Élections ou tirage au sort?

L’amélioration du mode de désignation des représentants par le tirage au sort plutôt que par l’élection peut-il suffire à amender significativement notre démocratie élitaire? Une vraie démocratie doit elle se passer d’élus? En dehors du mode de désignation, quels sont les autres aspects à considérer dans un mandat?
élections piège à cons

Représentatif de quoi?

On parle bien souvent de crise dans nos démocraties modernes et l’une des composantes majeure de cette fracture de la société a trait au mode de représentation. En effet, comment considérer que nos élus représentent légitimement nos intérêts lorsque 2% des députés sont employés ou ouvriers[1] contre 47% dans la vraie vie[2]? Que l’âge moyen des députés est de 51 ans contre 41 ans pour l’ensemble de la population française[3]? Que 40% des députés sont des femmes contre 51% en dehors de l’hémicycle[4]?

Ce jeu de miroirs déformant accompagne le système parlementaire depuis qu’il existe: d’un côté la volonté générale des citoyens, de l’autre, les intérêts particuliers de « ceux qui aiment le pouvoir et sont adroits à s’en emparer »[5]. A tel point que Cornelius Castoriadis a pu parler de la « mystification des élections » allant de pair avec « la plus grande mystification des temps modernes » qu’est la démocratie « représentative »[6].

Mérites du tirage au sort

Alors, le changement du mode de désignation des représentants est-il une condition suffisante pour contrebalancer cette tendance élitaire de nos institutions? En effet, comme l’on sait « depuis Hérodote et Aristote, le régime démocratique se définit par le tirage au sort des magistrats ou par rotation des charges. Au contraire, l’élection est aux yeux des Grecs, un principe aristocratique – on élit les meilleurs : alors qu’en démocratie toute le monde peut être désigné, et on ne recourt à l’élection que pour les fonctions qui exigent des capacités particulières, celle de stratège par exemple [c’est-à-dire celui qui conduit opérationnellement la guerre]. »[7] Bien sûr, il ne s’agit pas de méconnaitre la différence d’intelligence ou de jugement politique entre les hommes, mais le tirage au sort permet à chacun d’exprimer et de confronter son opinion politique dans l’espace public.

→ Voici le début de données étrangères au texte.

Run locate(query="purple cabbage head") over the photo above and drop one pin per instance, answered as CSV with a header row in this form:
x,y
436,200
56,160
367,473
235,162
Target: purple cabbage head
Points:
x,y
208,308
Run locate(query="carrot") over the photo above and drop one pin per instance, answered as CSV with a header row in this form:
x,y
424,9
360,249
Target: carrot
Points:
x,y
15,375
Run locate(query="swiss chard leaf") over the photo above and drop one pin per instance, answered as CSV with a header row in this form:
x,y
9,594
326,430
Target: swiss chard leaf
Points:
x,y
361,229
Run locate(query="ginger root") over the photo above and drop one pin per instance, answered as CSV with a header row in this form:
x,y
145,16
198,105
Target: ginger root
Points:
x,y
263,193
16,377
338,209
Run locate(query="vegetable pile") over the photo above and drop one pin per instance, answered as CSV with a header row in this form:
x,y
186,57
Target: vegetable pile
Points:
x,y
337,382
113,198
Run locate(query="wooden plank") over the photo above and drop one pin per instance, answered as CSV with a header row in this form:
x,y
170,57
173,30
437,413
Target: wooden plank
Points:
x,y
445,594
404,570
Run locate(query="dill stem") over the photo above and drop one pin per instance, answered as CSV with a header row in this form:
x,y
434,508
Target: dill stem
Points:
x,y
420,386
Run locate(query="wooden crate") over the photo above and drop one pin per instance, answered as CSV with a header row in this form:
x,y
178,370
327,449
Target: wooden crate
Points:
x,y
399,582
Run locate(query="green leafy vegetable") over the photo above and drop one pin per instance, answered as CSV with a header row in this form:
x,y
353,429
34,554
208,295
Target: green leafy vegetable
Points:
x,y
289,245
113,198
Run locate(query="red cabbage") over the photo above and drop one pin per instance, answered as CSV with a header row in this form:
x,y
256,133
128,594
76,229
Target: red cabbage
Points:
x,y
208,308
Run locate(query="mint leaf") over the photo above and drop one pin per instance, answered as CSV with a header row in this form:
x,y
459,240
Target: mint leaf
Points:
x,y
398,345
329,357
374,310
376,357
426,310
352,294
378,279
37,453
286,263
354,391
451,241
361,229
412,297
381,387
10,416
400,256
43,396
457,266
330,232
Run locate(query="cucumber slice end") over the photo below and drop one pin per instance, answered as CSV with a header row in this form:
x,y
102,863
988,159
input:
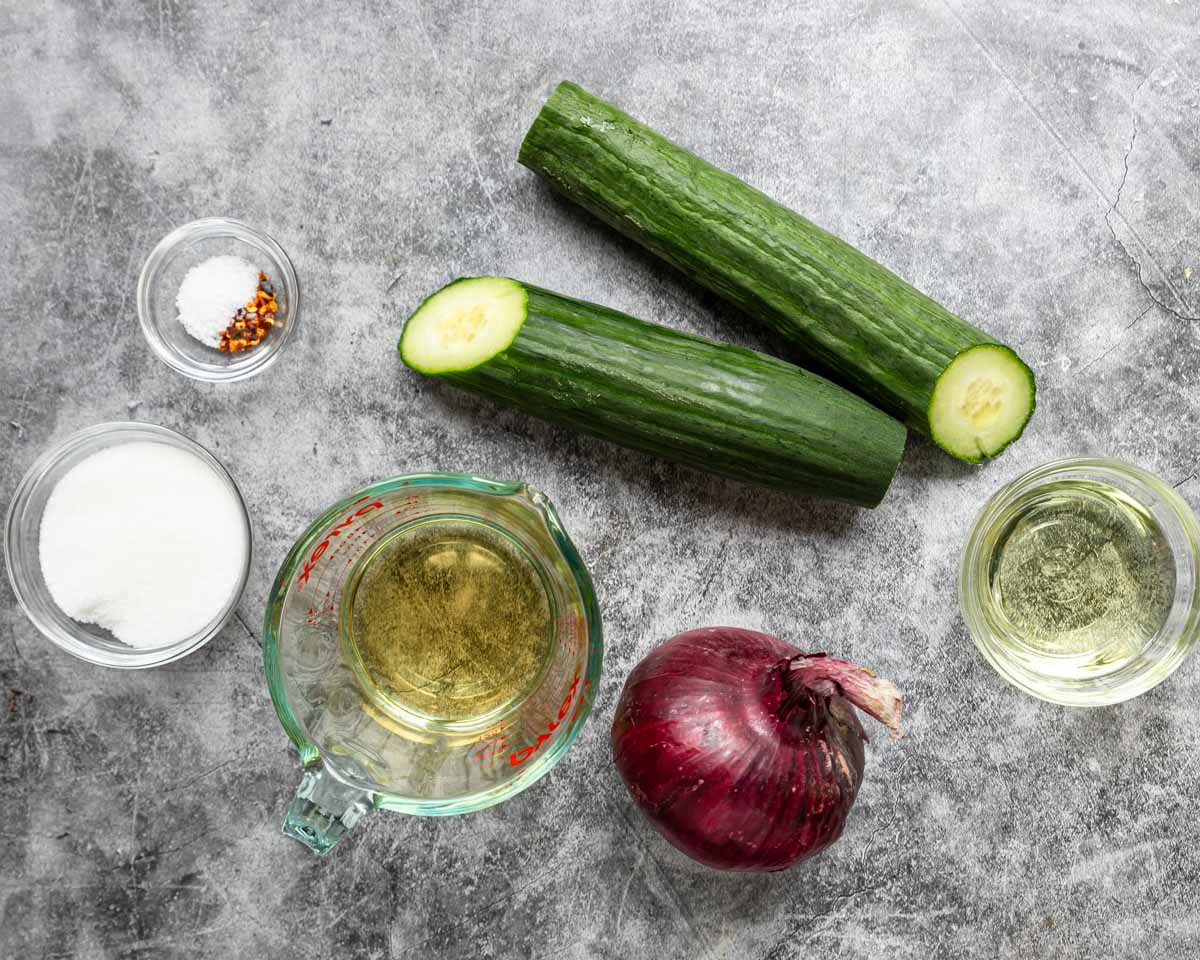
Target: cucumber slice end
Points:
x,y
465,324
982,402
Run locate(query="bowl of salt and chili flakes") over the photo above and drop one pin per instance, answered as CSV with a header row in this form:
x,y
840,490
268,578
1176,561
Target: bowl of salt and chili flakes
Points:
x,y
219,300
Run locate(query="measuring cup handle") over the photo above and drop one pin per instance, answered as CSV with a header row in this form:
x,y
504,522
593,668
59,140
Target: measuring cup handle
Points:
x,y
324,809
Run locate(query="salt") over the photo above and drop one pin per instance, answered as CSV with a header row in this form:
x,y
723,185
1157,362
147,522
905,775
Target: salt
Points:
x,y
211,293
145,540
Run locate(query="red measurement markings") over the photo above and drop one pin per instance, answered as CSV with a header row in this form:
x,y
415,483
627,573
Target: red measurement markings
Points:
x,y
319,550
492,743
520,756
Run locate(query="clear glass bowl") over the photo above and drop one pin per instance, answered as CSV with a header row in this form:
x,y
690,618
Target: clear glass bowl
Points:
x,y
22,558
1001,642
159,285
360,749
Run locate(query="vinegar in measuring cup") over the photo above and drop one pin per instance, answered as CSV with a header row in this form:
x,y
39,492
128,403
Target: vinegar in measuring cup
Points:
x,y
449,619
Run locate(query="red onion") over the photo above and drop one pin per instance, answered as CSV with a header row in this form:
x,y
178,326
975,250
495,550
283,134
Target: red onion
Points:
x,y
742,750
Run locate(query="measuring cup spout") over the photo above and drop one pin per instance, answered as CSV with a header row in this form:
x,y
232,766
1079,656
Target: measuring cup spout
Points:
x,y
324,809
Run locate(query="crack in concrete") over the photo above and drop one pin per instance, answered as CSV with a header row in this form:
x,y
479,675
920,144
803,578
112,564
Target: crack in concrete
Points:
x,y
1114,211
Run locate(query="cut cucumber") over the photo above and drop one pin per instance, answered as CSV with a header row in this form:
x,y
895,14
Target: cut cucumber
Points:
x,y
858,322
982,402
463,324
725,409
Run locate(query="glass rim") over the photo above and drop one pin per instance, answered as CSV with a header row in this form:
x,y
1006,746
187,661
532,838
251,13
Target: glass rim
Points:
x,y
19,556
1125,683
546,759
256,360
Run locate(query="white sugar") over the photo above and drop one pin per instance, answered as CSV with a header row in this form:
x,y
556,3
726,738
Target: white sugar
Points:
x,y
211,293
145,540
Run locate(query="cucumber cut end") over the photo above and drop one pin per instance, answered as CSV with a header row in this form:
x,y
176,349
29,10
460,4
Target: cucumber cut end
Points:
x,y
982,402
465,324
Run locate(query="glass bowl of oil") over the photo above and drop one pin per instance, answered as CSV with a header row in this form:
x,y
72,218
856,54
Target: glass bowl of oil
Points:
x,y
1080,582
432,646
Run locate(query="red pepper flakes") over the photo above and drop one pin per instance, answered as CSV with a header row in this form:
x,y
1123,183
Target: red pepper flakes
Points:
x,y
253,321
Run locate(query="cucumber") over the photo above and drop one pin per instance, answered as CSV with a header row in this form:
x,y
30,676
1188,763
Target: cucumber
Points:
x,y
858,322
721,408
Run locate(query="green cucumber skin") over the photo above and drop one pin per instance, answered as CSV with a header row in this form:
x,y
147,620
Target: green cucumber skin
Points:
x,y
861,323
720,408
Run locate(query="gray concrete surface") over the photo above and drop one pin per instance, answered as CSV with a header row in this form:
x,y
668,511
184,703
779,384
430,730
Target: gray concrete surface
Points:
x,y
1035,166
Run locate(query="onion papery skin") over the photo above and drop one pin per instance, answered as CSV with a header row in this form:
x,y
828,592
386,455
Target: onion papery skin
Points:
x,y
736,754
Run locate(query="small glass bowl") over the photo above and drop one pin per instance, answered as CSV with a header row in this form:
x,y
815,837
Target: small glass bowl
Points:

« Ce qu’affirmait Platon d’un savoir ou d’une science particulière habilitant à gouverner les humains est tromperie mortelle [4] ». Il ne peut y avoir d’expert en politique puisque c’est une matière dans laquelle, par définition, le savoir n’est ni constitué ni borné, aucune vérité immobile ne pouvant être enseignée dans les écoles formant ces experts.

Justification de l’élection

Ayant dit les avantages connus depuis 2500 ans du tirage au sort sur l’élection, pourquoi persister à voter pour designer nos représentants?

Comme toujours au sujet de la modernité contemporaine, la recherche de l’efficacité l’a emporté. Un petit nombre acquiert les codes nécessaires à l’exercice d’un pouvoir très formaté, et la grande masse peut continuer à vivre sa vie. Personne n’est jamais pleinement satisfait, mais l’on s’en accommode car c’est finalement confortable et pratique. Pratique, ça l’est surtout pour les tenants du pouvoir notamment économique qui peuvent concentrer leurs manœuvres d’influence sur un petit nombre (voir à ce sujet cet article sur le lobbying). On lance ainsi des hommes politiques comme on met en avant des savonnettes[8]. L’idée qu’il est impossible de faire autrement est avantageusement distillée dans la société.

Pourtant, si les citoyens grecs avaient des esclaves pour leur permettre de s’investir en politique, nous avons leur équivalent contemporain avec la technique et les gains de temps pharamineux qu’elle amène (voir ici l’article sur le temps). Avec une semaine de travail de 20 heures, qui est loin d’être illusoire, une vraie démocratie serait parfaitement possible.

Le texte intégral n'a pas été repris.